My understanding is that, not only will the insurance industry no longer be able to use gender as a pricing factor, they will have to avoid indirect gender discrimination in their pricing.
This means that insurers need to be careful in their statistical modelling if a particular factor starts acting as a proxy for gender.
An example would be purchase price; high purchase prices will tend to have a higher proportion of male lives than females. A model without gender might (counter intuitively) show heavier mortality for higher purchase prices. But giving a better rate for higher purchase prices would be indirect gender discrimination.

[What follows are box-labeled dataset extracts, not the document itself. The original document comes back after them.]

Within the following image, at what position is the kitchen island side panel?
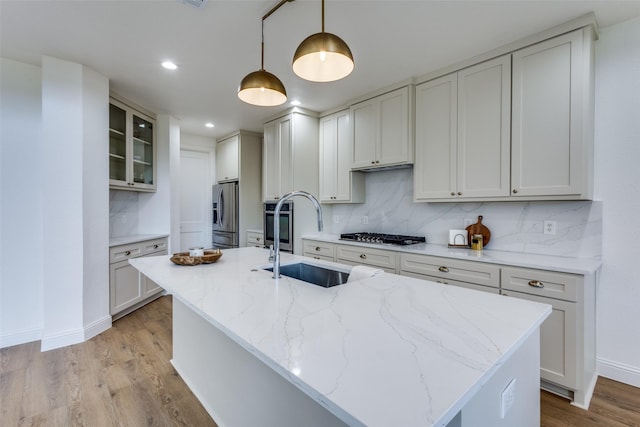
[171,297,350,427]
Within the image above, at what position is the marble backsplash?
[109,190,138,237]
[325,169,602,258]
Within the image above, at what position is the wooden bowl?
[170,249,222,265]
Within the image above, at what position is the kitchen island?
[130,248,551,427]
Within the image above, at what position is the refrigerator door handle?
[218,188,224,227]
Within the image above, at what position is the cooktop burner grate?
[340,232,427,245]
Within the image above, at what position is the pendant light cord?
[260,18,264,70]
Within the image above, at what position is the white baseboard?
[41,316,111,351]
[40,328,84,351]
[84,315,111,341]
[0,328,42,348]
[596,357,640,387]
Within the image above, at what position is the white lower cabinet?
[302,239,336,261]
[400,254,500,294]
[304,240,597,408]
[109,238,167,320]
[501,267,597,407]
[336,245,398,273]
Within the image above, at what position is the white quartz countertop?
[109,234,169,248]
[302,234,602,274]
[129,248,551,426]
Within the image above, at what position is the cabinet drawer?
[140,238,167,255]
[302,240,336,261]
[109,242,143,264]
[400,271,500,294]
[247,231,264,248]
[109,237,168,264]
[400,254,500,288]
[336,245,397,272]
[501,267,583,302]
[302,252,335,262]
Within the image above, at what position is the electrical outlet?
[543,221,556,234]
[500,378,516,418]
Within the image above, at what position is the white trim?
[0,328,42,348]
[84,315,111,341]
[596,357,640,387]
[40,316,111,351]
[40,329,84,351]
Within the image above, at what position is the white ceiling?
[0,0,640,137]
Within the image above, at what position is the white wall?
[0,58,44,347]
[138,115,180,252]
[0,57,111,350]
[42,57,111,350]
[595,18,640,387]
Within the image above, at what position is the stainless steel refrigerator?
[212,182,238,249]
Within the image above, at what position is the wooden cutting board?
[467,215,491,247]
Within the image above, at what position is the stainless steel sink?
[264,262,349,288]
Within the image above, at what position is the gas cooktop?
[340,232,427,245]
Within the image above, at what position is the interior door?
[180,149,212,251]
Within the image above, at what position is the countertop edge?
[109,234,169,248]
[302,234,602,275]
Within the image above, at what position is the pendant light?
[293,0,354,82]
[238,14,287,107]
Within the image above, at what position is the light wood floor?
[0,297,640,427]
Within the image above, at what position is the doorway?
[180,147,213,251]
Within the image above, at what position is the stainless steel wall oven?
[264,201,293,253]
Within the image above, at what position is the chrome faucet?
[273,191,322,279]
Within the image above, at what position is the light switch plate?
[542,221,556,234]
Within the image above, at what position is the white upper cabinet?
[349,86,413,169]
[414,55,511,201]
[109,98,157,191]
[216,135,240,182]
[262,116,293,200]
[319,110,364,203]
[262,109,319,201]
[511,27,594,199]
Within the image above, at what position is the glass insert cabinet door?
[133,114,153,185]
[109,104,127,182]
[109,98,156,191]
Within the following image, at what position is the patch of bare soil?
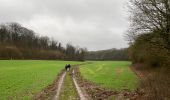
[33,70,65,100]
[74,66,143,100]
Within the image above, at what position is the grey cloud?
[0,0,128,50]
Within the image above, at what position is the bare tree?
[127,0,170,49]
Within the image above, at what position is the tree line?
[85,48,129,61]
[127,0,170,67]
[127,0,170,100]
[0,23,86,61]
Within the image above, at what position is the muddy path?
[33,65,88,100]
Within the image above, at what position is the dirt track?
[53,65,87,100]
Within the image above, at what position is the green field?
[0,60,80,100]
[80,61,138,91]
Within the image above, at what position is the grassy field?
[80,61,138,91]
[0,60,80,100]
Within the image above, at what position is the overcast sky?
[0,0,128,50]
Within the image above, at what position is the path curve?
[72,70,87,100]
[53,72,66,100]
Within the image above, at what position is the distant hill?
[85,48,128,61]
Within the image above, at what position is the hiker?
[65,64,71,71]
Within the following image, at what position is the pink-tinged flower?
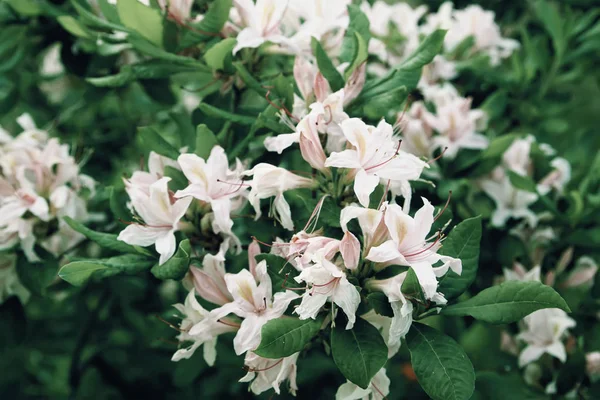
[366,198,462,301]
[171,290,237,366]
[340,204,387,254]
[244,163,315,231]
[233,0,288,54]
[335,368,390,400]
[190,260,298,355]
[123,151,181,196]
[189,244,233,306]
[175,146,247,238]
[340,231,360,270]
[240,352,300,395]
[325,118,428,207]
[294,249,360,329]
[517,308,575,367]
[585,351,600,382]
[561,256,598,288]
[480,176,538,227]
[118,178,192,264]
[296,114,327,172]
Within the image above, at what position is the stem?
[69,290,110,393]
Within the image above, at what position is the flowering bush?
[0,0,600,400]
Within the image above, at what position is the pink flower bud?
[340,231,360,269]
[296,115,327,171]
[248,240,260,278]
[314,72,331,103]
[344,62,367,106]
[294,56,317,100]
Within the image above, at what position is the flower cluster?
[0,114,94,298]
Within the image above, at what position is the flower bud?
[344,62,367,106]
[340,231,360,269]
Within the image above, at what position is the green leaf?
[58,254,155,286]
[331,318,388,389]
[204,38,236,70]
[344,32,369,79]
[401,268,425,303]
[256,253,304,292]
[138,126,179,160]
[311,38,344,92]
[438,217,481,299]
[194,124,219,160]
[117,0,163,47]
[507,171,537,193]
[56,15,91,38]
[15,253,58,295]
[406,322,475,400]
[442,281,571,324]
[150,239,192,280]
[198,103,256,125]
[63,217,140,254]
[367,292,394,318]
[254,317,323,358]
[193,0,232,38]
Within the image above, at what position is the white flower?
[480,176,538,227]
[233,0,288,54]
[175,146,247,239]
[190,260,298,355]
[240,352,300,395]
[171,290,236,366]
[335,368,390,400]
[517,308,575,367]
[294,249,360,329]
[244,163,315,231]
[118,177,192,264]
[325,118,428,207]
[366,198,462,303]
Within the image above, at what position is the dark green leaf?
[442,281,571,324]
[438,217,481,299]
[331,318,388,389]
[150,239,192,280]
[311,38,344,92]
[254,317,322,358]
[406,322,475,400]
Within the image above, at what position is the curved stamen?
[433,190,452,222]
[365,140,402,171]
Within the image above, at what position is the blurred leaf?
[254,317,323,358]
[442,281,571,324]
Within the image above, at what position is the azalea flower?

I'd be interested to hear your views on this and how the statistical modelling could deal with this.
A separate point is that joint life annuities might become relatively more attractive as insurers will assume that most will have a male and a female annuitant, so that one life will be assumed to have the heavier (male) mortality.
Indirect gender discrimination is indeed illegal, as a recent judgement on access to pension schemes for part-time staff reminds us. In this case scheme membership was denied to part-time workers, and it is relatively straightforward to show that women are disproportionately likely to work part-time: simply calculate the proportion of women amongst full-time and part-time employees and compare the two numbers.

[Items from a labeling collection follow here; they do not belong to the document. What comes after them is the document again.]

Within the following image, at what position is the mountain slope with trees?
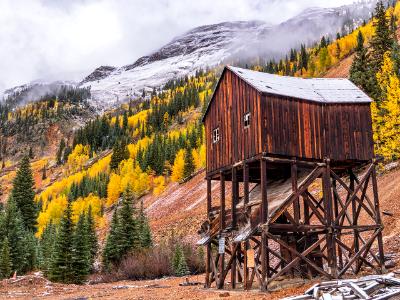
[0,3,400,283]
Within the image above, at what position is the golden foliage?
[67,144,90,173]
[171,149,185,182]
[153,176,165,196]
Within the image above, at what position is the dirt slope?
[324,54,354,78]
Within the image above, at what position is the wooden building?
[199,67,384,290]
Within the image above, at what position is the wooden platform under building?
[199,67,385,290]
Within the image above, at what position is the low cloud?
[0,0,353,92]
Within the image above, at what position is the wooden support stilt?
[260,159,269,291]
[371,164,386,273]
[219,173,225,234]
[322,159,337,277]
[231,167,239,229]
[205,158,385,291]
[243,241,250,290]
[218,172,226,289]
[231,243,237,289]
[291,160,300,225]
[205,177,212,288]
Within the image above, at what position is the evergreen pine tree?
[42,165,47,180]
[3,197,33,273]
[38,221,56,276]
[57,139,65,165]
[172,244,189,276]
[72,214,91,284]
[28,147,35,159]
[350,31,375,93]
[139,201,153,248]
[49,202,74,283]
[0,237,12,279]
[11,156,37,231]
[370,1,394,73]
[183,147,195,178]
[85,205,99,266]
[118,185,140,256]
[103,209,120,268]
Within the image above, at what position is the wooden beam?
[219,173,225,234]
[207,177,212,218]
[231,243,236,289]
[243,241,250,290]
[260,159,269,291]
[205,243,211,288]
[291,159,300,225]
[371,164,386,273]
[231,167,239,229]
[322,160,337,278]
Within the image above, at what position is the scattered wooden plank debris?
[179,277,203,286]
[284,273,400,300]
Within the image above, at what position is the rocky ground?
[0,274,313,300]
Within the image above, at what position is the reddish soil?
[324,55,354,78]
[0,275,312,300]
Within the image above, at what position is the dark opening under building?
[199,67,384,290]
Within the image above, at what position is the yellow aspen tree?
[171,149,185,182]
[380,74,400,159]
[106,173,122,206]
[153,176,165,196]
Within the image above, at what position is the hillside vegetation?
[0,3,400,283]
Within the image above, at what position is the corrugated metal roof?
[227,66,372,103]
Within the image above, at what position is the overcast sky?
[0,0,354,92]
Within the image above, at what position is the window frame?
[243,111,251,129]
[211,126,221,144]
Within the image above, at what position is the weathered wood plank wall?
[205,69,373,172]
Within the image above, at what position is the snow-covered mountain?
[81,1,376,109]
[4,0,377,111]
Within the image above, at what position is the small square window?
[213,127,219,144]
[243,112,250,128]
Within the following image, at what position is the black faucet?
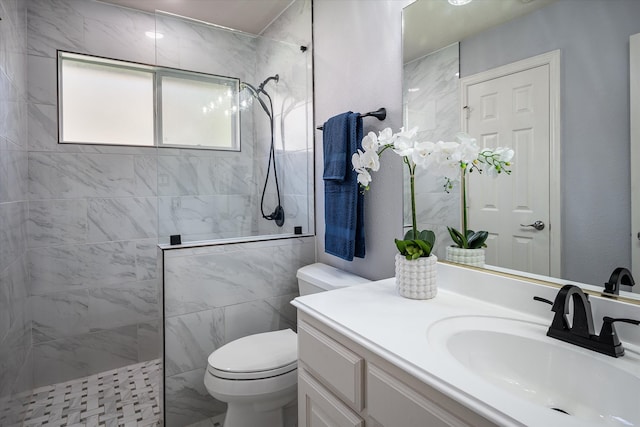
[604,267,636,295]
[533,285,640,357]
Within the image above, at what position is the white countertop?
[293,264,640,427]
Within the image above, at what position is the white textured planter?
[447,246,484,267]
[396,254,438,299]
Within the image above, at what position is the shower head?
[258,74,280,92]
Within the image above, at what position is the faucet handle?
[598,316,640,357]
[533,296,553,305]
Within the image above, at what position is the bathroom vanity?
[293,263,640,427]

For insurance pricing the situation is more complicated. There are typically more risk-factor combinations than the simple binary "full-time v. part-time" comparison. For example, if an insurer had four pension size-bands and four postcode-driven lifestyle groups, there would be sixteen proportions to consider. It is therefore in an insurer's interest to use as many different valid risk factors as possible: both to accurately price the risk, but also to minimise the chance a straightforward gender proxy might find its way into the resulting risk/pricing groups. Of course, statistical modelling is essential here to avoid double-counting the impact of a risk factor.